Related topics:  Finance News
Rozi Jones
16th June 2015
house growth graph this is actually the green one

The number of loans for house purchase remained steady in April compared to March, but was down compared to a year ago.

On an annual basis, there was a fall across both first-time buyer numbers and home movers. On a monthly basis, the number of first-time buyers fell but the number of home-movers rose slightly.

The 12 month rolling sum of the number of first-time buyers has been above 300,000 since June 2014, though it has been gradually falling since October.

First-time buyer loan sizes have increased since a year ago, though their income has grown faster in proportion relative to loan sizes which has meant a fall in the typical loan-to-income ratio. Loan-to-value ratios have also fallen compared to a year ago, down to 82.1% from 84%.

Competitive mortgage rates mean first-time buyers are paying less to service their mortgage than any time since the CML began tracking it in 2005.

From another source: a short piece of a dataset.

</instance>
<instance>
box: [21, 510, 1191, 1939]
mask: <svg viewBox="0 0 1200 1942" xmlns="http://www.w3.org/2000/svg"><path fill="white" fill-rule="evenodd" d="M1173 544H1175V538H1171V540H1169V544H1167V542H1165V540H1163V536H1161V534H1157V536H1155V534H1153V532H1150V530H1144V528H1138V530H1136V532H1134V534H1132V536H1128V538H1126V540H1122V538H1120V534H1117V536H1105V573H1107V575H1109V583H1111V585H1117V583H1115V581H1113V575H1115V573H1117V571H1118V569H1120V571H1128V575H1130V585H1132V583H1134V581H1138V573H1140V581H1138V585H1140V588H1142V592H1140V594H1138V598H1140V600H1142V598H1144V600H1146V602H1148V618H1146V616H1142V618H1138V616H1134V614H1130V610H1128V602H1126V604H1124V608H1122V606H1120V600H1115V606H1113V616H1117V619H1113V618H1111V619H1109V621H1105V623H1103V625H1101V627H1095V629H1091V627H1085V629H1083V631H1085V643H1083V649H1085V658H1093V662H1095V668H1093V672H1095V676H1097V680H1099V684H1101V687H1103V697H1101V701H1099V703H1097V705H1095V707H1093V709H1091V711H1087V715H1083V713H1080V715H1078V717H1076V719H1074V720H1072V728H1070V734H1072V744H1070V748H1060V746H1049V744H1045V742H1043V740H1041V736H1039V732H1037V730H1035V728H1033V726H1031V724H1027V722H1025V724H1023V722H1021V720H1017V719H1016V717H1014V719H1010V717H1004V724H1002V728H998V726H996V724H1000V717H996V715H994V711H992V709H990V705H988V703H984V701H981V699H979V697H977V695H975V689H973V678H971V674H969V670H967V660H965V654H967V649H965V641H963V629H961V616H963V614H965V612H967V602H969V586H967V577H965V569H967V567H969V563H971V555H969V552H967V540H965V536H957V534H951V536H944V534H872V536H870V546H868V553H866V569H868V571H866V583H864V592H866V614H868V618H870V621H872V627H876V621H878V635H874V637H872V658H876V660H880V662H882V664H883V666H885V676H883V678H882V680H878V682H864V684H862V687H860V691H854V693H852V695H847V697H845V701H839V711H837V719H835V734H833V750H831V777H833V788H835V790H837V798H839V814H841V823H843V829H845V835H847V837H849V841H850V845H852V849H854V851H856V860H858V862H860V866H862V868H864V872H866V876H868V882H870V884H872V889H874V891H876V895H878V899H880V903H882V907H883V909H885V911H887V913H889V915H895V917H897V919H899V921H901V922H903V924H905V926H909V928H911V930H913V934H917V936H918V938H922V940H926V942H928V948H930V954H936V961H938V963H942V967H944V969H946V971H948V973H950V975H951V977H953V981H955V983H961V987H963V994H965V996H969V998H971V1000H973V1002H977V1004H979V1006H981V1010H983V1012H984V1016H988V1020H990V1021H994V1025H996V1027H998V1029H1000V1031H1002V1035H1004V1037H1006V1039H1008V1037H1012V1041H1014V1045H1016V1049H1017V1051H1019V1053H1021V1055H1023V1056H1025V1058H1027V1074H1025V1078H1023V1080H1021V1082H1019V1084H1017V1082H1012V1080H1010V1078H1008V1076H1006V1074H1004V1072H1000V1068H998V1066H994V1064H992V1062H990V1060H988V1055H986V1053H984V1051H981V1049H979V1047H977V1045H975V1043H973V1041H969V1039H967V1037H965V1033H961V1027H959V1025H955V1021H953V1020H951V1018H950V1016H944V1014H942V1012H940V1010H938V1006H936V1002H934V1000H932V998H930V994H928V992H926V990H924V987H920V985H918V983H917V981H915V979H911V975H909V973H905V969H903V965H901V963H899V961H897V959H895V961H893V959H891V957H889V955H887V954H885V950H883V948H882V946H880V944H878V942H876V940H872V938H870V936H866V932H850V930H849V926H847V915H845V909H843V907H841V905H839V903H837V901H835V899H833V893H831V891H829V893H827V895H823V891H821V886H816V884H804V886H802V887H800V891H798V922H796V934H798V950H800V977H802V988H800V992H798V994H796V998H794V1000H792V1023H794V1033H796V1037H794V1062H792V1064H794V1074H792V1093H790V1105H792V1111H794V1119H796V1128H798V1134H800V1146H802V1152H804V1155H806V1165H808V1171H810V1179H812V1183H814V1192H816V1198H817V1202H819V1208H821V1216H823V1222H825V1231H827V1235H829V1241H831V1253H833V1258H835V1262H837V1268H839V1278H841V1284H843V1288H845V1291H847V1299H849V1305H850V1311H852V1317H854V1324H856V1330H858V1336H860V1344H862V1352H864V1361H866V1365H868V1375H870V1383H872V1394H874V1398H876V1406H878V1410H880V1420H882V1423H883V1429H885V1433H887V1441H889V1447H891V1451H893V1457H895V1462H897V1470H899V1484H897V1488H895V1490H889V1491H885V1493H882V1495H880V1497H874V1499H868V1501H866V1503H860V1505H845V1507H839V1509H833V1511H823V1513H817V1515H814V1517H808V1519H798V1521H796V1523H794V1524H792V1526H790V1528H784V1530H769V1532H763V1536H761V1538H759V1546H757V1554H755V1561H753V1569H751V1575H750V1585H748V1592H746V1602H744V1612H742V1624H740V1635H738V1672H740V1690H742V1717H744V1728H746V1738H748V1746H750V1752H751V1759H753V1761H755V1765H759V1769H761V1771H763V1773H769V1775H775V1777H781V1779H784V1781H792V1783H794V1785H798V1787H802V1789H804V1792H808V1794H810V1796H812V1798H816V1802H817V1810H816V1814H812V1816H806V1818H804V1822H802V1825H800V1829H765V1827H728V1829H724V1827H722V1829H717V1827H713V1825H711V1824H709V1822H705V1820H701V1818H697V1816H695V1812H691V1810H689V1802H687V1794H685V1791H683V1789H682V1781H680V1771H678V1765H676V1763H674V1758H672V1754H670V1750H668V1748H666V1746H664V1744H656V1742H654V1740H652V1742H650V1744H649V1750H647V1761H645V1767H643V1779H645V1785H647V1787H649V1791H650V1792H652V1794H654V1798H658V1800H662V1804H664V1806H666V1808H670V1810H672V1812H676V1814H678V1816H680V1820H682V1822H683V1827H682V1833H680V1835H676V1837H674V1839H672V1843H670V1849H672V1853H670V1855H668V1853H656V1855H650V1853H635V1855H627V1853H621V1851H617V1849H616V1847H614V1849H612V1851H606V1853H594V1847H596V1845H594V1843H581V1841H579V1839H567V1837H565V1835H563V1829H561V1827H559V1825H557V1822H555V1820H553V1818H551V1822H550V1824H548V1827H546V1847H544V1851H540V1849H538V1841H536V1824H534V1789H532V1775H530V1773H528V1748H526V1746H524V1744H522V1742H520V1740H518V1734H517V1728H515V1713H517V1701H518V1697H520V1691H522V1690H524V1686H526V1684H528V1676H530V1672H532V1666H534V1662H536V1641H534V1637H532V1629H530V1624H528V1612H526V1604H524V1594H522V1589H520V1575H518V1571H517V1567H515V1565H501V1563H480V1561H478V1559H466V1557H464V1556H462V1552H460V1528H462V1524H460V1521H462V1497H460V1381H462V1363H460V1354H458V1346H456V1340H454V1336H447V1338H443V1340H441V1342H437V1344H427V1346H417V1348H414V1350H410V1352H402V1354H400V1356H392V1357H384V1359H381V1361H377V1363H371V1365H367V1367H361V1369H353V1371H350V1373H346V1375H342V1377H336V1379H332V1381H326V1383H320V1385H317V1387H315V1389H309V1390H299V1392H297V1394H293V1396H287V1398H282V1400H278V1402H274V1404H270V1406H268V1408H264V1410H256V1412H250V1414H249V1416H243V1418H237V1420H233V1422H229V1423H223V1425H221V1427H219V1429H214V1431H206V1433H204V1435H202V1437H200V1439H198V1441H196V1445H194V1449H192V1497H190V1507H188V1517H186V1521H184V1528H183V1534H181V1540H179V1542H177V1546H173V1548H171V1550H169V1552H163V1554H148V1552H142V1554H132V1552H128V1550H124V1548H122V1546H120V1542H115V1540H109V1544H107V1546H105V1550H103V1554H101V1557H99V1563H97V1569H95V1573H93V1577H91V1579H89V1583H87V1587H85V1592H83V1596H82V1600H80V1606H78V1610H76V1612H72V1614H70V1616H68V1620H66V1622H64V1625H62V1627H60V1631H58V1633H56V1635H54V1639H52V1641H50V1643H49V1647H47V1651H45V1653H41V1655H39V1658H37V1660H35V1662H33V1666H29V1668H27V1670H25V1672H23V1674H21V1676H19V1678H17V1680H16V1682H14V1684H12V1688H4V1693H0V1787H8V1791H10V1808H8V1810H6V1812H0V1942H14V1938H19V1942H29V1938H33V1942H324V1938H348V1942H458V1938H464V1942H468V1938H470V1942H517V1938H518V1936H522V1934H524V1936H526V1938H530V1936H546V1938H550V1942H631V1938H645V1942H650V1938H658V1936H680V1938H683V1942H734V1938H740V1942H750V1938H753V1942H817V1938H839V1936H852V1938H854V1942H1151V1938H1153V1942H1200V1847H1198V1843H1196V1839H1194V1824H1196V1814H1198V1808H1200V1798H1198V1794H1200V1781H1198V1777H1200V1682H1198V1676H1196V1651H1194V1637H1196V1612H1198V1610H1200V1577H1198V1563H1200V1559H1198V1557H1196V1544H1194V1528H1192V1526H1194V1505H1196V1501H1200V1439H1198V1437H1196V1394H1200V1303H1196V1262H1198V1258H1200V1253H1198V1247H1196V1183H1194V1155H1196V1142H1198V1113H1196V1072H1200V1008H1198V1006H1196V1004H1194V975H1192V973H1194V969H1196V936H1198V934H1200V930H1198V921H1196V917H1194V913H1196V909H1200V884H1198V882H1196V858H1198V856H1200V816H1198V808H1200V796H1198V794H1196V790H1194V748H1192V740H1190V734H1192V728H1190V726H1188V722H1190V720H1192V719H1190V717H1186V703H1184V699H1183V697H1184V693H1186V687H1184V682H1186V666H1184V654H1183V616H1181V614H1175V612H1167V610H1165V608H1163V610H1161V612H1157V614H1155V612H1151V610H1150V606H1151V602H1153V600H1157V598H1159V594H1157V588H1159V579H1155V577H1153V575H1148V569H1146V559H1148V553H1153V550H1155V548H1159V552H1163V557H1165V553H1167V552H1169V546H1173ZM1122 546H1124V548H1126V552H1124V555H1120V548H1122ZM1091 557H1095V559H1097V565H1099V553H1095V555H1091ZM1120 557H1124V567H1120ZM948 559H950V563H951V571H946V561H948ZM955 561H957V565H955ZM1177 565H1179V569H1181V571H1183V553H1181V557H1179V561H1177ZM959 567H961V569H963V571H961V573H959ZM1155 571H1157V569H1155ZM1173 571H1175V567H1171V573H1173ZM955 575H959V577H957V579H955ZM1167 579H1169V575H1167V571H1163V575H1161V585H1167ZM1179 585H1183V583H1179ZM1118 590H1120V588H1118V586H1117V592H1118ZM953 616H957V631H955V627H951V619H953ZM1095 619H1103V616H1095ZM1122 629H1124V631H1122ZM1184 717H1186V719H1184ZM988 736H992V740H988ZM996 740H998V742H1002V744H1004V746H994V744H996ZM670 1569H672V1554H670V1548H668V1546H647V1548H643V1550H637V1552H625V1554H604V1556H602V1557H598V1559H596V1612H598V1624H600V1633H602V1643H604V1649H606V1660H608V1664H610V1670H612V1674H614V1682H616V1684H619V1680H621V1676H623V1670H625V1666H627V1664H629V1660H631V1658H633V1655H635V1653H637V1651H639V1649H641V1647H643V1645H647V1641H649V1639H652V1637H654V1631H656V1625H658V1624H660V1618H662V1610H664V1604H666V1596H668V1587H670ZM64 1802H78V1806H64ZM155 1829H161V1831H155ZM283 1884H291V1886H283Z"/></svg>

However Brian Murphy, Head of Lending at Mortgage Advice Bureau, said:

"Despite their higher incomes and putting up larger deposits [17.9% vs. 16.0%], today’s first time buyers are still having to borrow more [4.6%] than they were a year ago to get a foot on the ladder.  Affordability is clearly getting tougher even though mortgage rates continue to reach record lows."

The average home mover loan size decreased in April compared to March, but increased compared to the same period last year. Average income increased in April, meaning loan-to-income decreased both month-on-month and year-on-year.

Remortgage activity among home-owners was down on the month and on the year. It has remained relatively subdued since around 2009.

Lending for buy-to-let in April saw a decline compared to March, but there was substantial growth compared to levels in April last year. This was largely due to the increased levels of remortgage activity in the buy-to-let sector seen since the beginning of the year.

While over the past year about 30% of lending to home-owners was for remortgage, in the buy-to-let market 52% of lending was for remortgage.

Paul Smee, director general of the CML, commented:

"House purchase lending in April was relatively subdued compared to last year, but similar to activity in March. The economy is recovering, with employment up, earnings growing, and competitive mortgage rates, so we expect activity to continue building as the year progresses.

"Buy-to-let is showing stronger growth than home-owner lending, buoyed significantly by remortgaging, which continues to remain more subdued in the home-owner market."

Mark Harris, chief executive of mortgage broker SPF Private Clients, said:

"Caution in the housing market prevailed during April, with lending at a similar level to March but down on the same month last year. Uncertainty created by the general election played a significant part in encouraging buyers and sellers alike to sit on their hands until the outcome was known.

"The way in which lenders have been cutting mortgage rates ever lower confirms this hiatus. Many lenders are keen to lend and have ambitious targets for the year but with borrowers unwilling to commit, they are having to slash rates even further to attract business.

"Encouragingly for first-time buyers they are paying less to service their mortgage than at any time since 2005 when the CML started measuring this. Low interest rates are making it easier for people to get on the housing ladder and for second-steppers to move up it.

"Looking forward to the second half of the year, there is a lot of capacity in the market so mortgage rates will continue to be competitive. Borrowers may also be buoyed by the certainty that the election has brought and with an interest rate rise still looking a way off, confidence is bound to be stronger.

"Buy-to-let lending remains strong, particularly on the remortgaging side as lenders attempt to boost business by offering some great deals. Although it has come under attack for its tax breaks, it remains an attractive investment option compared to the alternatives."